第三部分(第15/45页)
你就听我这个爱你的人的话吧。为什么单单我们要比所有其他人更理智,并像孩子似的按照人人只说不做的假道学去做呢?怎么!我们应比伦敦和巴黎比比皆是的那帮学者更讲道德吗?他们嘲笑夫妻之间的忠贞,并视通奸为一种游戏。通奸的例子层出不穷,根本就不是什么丑闻,连议论它都不允许。在这里,所有上流社会人士都在嘲讽尊重婚姻、绝不受情爱诱惑的人。他们说,舆论所说的错事,只要秘密进行,那就算不了一回事。如果丈夫并不知晓妻子的不忠,那他会受到什么伤害呀?一个女人献点殷勤,难道还弥补不了自己的过错吗[5]?为了防止或消除丈夫的疑惑,她什么软招不能使呀?丈夫虽然被剥夺了一种名存实亡的忠贞,反而更真切地享受到了幸福。这种众人议论纷纷的所谓罪恶,只不过是社会中的又一种情结罢了。
上帝保佑,我心中的挚友,我并不想以这种可耻的说法来安抚你的心!我憎恶这类说法,但却又不知如何加以驳斥,而我的良心比我的理智更能回答它。这并不是说我有着一种很大的憎恨它的勇气,也不是说我想要具有一种代价极大的道德,而是我觉得,责备自己有错要比竭力为自己辩解的罪恶要轻一些,而我认为最大的罪恶莫过于有罪而又不思悔过。

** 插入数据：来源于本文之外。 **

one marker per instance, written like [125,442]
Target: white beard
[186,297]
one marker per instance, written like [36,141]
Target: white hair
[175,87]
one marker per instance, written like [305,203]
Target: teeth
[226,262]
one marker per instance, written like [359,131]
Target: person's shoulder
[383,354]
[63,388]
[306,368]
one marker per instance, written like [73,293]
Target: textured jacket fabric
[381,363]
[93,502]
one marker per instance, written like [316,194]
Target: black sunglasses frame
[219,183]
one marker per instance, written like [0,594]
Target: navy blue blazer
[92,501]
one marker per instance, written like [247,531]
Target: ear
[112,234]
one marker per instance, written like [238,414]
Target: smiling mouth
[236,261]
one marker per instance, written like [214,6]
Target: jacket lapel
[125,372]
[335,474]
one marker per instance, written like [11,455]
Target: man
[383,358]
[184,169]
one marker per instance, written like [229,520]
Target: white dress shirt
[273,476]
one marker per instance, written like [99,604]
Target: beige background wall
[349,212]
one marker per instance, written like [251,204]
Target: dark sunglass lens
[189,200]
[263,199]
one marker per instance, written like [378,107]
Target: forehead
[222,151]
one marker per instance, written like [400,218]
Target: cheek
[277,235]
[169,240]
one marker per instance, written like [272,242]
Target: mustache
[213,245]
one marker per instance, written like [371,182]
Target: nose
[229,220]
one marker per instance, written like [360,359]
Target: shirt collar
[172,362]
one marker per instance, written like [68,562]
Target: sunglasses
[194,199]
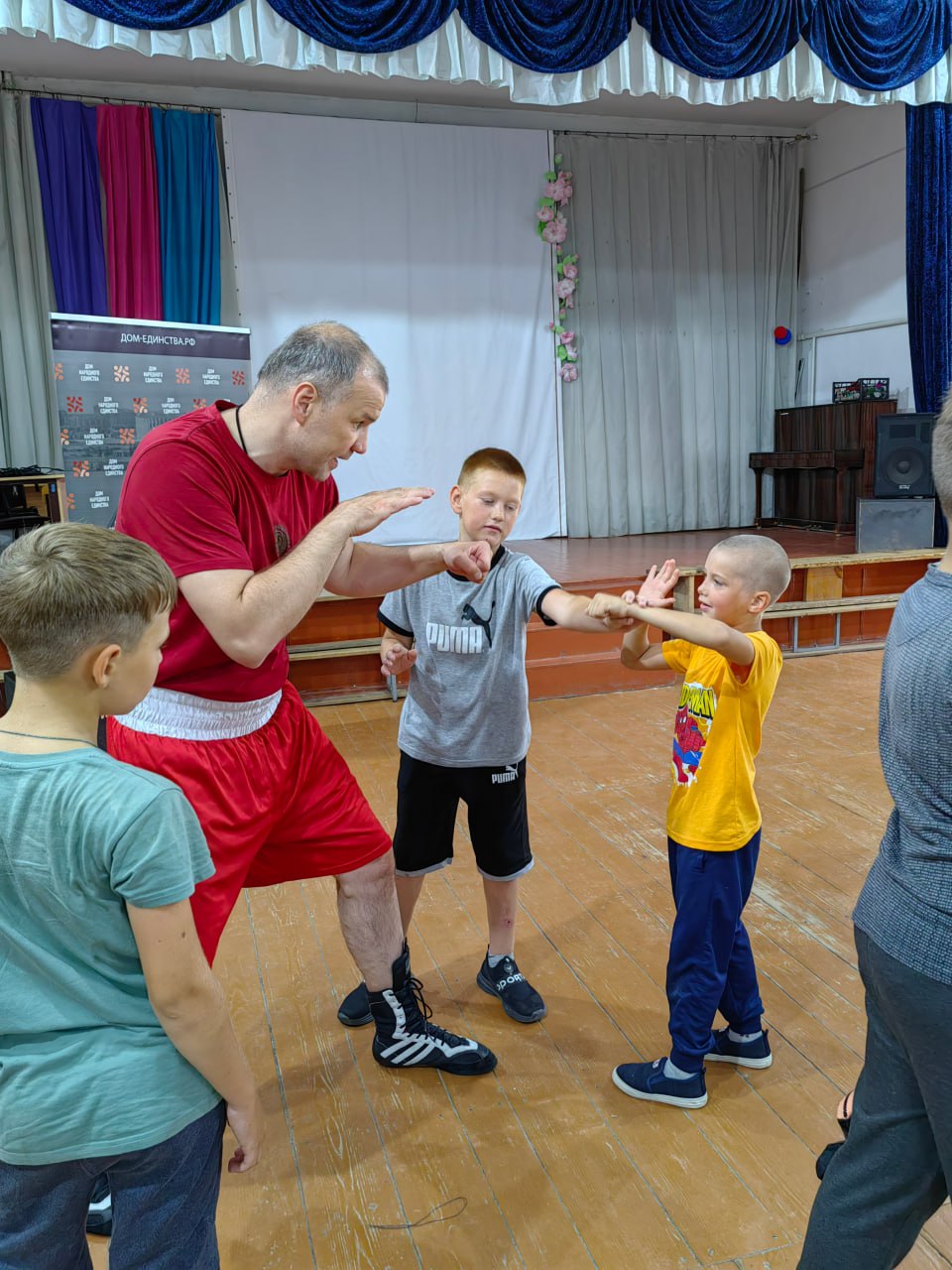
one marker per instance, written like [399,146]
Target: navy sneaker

我不知道自己在写些什么,我只觉得我的心陷于一种可怕的状态,甚至比接到你的信之前的状态更糟。你给我的希望颇为渺茫而不妙;它扑灭了那曾经无数次地指引着我们的极其纯洁的光芒;你的风采因此而黯淡了,但却变得更加的感人;我看见你温柔多情而又楚楚可怜;我的心中溢满着你眼里流出的泪水,我悲苦凄切地责怪自己竟然以损害你的幸福为代价,去享受再也无法享受的幸福。
不过,我感觉我心中依然潜藏着一种激情,在使我恢复悔恨想要剥夺的勇气。唉!亲爱的朋友,你知道像我这样的爱情要做出多大的牺牲才能补偿你吗?你知道一个只为你而活着的人能让你热爱生活到何种程度?你清楚地意识到,只是为了你,我才愿意活下去,才愿意去思考,去行事的?我生命的源泉呀,我将以你的灵魂作为自己的灵魂,我将只是你身体的一部分,你将在我的心底里发现一个极其温柔的人,你因此也就感觉不到自己丧失了你的风采。唉!我们将会成为罪人,但我们绝对不是坏人;我们将是罪人,但我们将永远热爱美德:我们绝不敢为我们的错误辩解,我们将为犯了错误而悲叹,我们将一起因犯了错误而哭泣,如果可能,我们将会竭尽全力地多行善事,将功补过。朱丽啊朱丽!你今后怎么办?你又能怎么办!你无法逃脱我的心!难道我的心和你的心没有结合在一起吗?
那些极大的欺骗了我的没来由的计划,我早已忘到脑后去了。我将只还我所欠的爱德华绅士的情。他想带我前去英国,他认为我可以在英国帮他做点事。那好吧!我就跟他去英国吧。但每年我都要跑回来一次;我要悄悄地来到你的身旁。如果说我无法跟你说话的话,那我起码可以看见你;我起码可以吻你的脚印;你只要看我一眼,我就能多活十个月。可我又不得不返回英国,但在离开我所爱的人时,我将数着步子,记着走多远就又可回到她的身边,借此聊以自慰。这么常跑回来看你,可以多少宽慰一点你可怜的情人那悲苦的心;在动身前来看你时,他就已经感受到了见到你的那份激动心情;在他返回时,这份激动一路上都让他心情舒畅;尽管命运残酷,但他忧愁的岁月并不会完全虚度;每年的相见都能增添乐趣,而他在你身边待的那短暂的瞬间将在他整个一生之中年年增加。